The Government Pension Investment Fund (GPIF) of Japan has reported a loss of $61.1 billion for the first quarter of 2023. This is the fund’s first loss across all asset classes since the middle of 2022. The loss was mainly due to the fall in the value of the US dollar.
The dollar fell by 4.6% against the yen during the quarter. This affected the value of GPIF’s international holdings. At the same time, global stock markets also went down.
The MSCI All-Country World Index fell by 1.7%. The S&P 500 dropped 4.6%. Japan’s Topix index also declined by 4.5%.
As a result, GPIF’s total assets decreased to $1.73 trillion. This is a 3.4% drop over the quarter. The loss comes as US trade tariffs have gone up.
Gpif reports first quarter loss
This has raised worries about a possible global economic conflict. It has also affected equity markets.

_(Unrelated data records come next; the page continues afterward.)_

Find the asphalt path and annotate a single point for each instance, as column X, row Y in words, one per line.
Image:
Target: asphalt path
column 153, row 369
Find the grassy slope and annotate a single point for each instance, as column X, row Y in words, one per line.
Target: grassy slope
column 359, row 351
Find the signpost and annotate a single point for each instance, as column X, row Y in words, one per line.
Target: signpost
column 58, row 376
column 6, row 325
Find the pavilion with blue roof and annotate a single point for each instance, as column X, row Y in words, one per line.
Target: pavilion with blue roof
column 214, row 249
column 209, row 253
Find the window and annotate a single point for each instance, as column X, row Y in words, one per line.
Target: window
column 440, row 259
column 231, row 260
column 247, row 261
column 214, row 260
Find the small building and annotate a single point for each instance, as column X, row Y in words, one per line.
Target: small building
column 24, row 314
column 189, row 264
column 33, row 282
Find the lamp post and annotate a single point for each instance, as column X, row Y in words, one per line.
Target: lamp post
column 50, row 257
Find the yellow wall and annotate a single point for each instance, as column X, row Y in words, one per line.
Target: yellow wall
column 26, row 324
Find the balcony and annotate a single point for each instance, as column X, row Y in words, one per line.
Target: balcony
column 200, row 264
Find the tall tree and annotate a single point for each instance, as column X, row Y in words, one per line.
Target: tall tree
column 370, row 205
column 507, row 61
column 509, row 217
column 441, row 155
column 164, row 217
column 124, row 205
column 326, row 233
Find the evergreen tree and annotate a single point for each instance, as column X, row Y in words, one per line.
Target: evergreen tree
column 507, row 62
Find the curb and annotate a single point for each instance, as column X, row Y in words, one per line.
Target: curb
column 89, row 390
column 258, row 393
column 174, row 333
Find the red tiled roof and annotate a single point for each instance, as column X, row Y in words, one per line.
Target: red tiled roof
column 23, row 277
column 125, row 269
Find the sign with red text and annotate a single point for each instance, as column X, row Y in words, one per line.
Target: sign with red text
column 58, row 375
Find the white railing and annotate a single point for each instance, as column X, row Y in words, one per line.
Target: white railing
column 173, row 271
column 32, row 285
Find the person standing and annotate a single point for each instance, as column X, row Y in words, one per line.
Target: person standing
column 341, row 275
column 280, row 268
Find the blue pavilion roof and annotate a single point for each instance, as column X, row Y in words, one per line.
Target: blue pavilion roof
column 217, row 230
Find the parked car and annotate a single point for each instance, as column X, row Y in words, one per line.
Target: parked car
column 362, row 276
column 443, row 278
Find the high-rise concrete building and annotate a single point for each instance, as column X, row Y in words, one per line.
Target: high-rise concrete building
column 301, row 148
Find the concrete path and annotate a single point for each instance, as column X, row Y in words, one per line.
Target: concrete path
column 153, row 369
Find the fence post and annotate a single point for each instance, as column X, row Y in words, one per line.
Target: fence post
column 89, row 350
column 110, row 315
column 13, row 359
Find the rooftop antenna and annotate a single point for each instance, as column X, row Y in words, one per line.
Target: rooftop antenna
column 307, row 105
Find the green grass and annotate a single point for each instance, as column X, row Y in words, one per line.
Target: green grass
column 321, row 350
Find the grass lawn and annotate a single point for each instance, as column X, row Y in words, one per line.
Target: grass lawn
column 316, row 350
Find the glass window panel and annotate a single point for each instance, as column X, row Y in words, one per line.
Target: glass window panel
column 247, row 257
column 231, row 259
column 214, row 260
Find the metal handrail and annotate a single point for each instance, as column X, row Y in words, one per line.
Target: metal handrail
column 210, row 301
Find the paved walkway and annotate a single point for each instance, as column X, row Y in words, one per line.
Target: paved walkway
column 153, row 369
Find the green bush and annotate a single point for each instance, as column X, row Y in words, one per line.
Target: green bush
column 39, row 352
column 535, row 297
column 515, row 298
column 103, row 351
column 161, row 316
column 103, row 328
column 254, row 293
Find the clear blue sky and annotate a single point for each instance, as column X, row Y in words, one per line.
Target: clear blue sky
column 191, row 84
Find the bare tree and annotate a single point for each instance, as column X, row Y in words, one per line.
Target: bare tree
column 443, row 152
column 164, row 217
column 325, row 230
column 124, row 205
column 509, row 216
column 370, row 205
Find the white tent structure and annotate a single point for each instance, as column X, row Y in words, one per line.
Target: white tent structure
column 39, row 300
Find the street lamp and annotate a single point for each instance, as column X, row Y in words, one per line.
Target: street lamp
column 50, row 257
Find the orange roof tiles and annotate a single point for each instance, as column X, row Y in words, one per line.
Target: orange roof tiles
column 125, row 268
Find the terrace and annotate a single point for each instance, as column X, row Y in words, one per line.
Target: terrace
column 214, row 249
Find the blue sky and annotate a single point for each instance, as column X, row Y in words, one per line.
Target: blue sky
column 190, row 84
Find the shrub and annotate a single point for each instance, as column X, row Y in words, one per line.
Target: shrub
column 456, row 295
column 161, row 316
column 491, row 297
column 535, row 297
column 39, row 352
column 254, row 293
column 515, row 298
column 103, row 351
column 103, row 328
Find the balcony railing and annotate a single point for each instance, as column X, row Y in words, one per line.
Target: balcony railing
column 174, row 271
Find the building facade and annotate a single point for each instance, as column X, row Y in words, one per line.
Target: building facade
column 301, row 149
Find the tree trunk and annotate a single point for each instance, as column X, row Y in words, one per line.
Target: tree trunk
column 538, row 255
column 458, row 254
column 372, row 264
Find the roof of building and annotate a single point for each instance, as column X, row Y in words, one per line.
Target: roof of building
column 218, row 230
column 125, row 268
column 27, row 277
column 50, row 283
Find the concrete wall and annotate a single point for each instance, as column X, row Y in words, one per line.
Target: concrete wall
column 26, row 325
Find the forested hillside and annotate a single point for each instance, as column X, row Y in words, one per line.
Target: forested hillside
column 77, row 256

US Treasury yields went down during the quarter. This was because of the Federal Reserve’s higher-for-longer interest rate strategy. However, Japanese bond yields rose during the same period.
Despite the loss this quarter, GPIF still managed to achieve a positive annual return of 0.7% for the fiscal year ending March 31, 2025. GPIF has about half of its assets invested in foreign markets. This means it still faces risks from ongoing currency changes and trade tensions.
The US and Japan are currently working towards negotiating a new trade agreement. The GPIF’s losses show how global currency markets, equity performance, and geopolitical tensions are all connected. As the fund deals with these challenges, its long-term strategies for foreign investments and risk management will likely be closely watched.
Investors and policymakers will be keeping a close eye on any developments in US-Japan trade negotiations and global economic policies. These could have far-reaching effects on GPIF and other globally-invested funds.